Authored by cycheng on May 10 2016, 2:04 AM.

Details

Summary

Patch D20017 aggressively choosing the best loop top in a loop, this introduces 2 issues for AMDGPU backend:

  1. Crash issue: it breaks assumption of basic block order in shouldSkip(), e.g.
   bb2<--+   bb2 (From)      Block      Flow (To)
   /   \ |   bb6        => Placement => bb2 (From)
bb6 -> Flow  Flow (To)                  bb6

In original code, To MBB is assumed after From MBB, so it gets crash when this is not true.

  1. Unnecessary branch in fall through path, e.g.
   bb2<--+   Flow (Latch)  
   /   \ |   bb2  (Header) 
bb6 -> Flow  bb6
  
Flow: 
    s_cbranch_execnz bb2
    s_branch end
bb2:
    s_cbranch_execz Flow
bb6:
    s_branch Flow
end:

Flow can fall through bb2, so we can replace two branches into one conditional branch.

Diff Detail

Event Timeline

cycheng updated this revision to Diff 56678.May 10 2016, 2:04 AM
cycheng retitled this revision from to [AMDGPU] Fix issues introduced by aggressive block placement.
cycheng updated this object.

Would implementing AnalyzeBranch etc. help or are those not supposed to be needed for ocrrectness?

I always thought this pass didn't do anything for AMDGPU, since AnalyzeBranch wasn't implemented.

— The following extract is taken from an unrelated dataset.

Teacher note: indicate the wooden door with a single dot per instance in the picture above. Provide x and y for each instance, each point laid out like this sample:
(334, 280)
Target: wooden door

cycheng abandoned this revision.May 18 2016, 5:19 PM

Because D20017 has been abandoned, so abandon this patch, too.
We might need this patch again if "-force-precise-rotation-cost" turn on by default, and do loop rotation on this pattern:

          entry               
            |                 
------> loop.header (body)    
|97%    /       \             
|      /50%      \50%         
--- latch <--- if.then        
       |
       |3%
   loop.end

Thanks for all reviewers!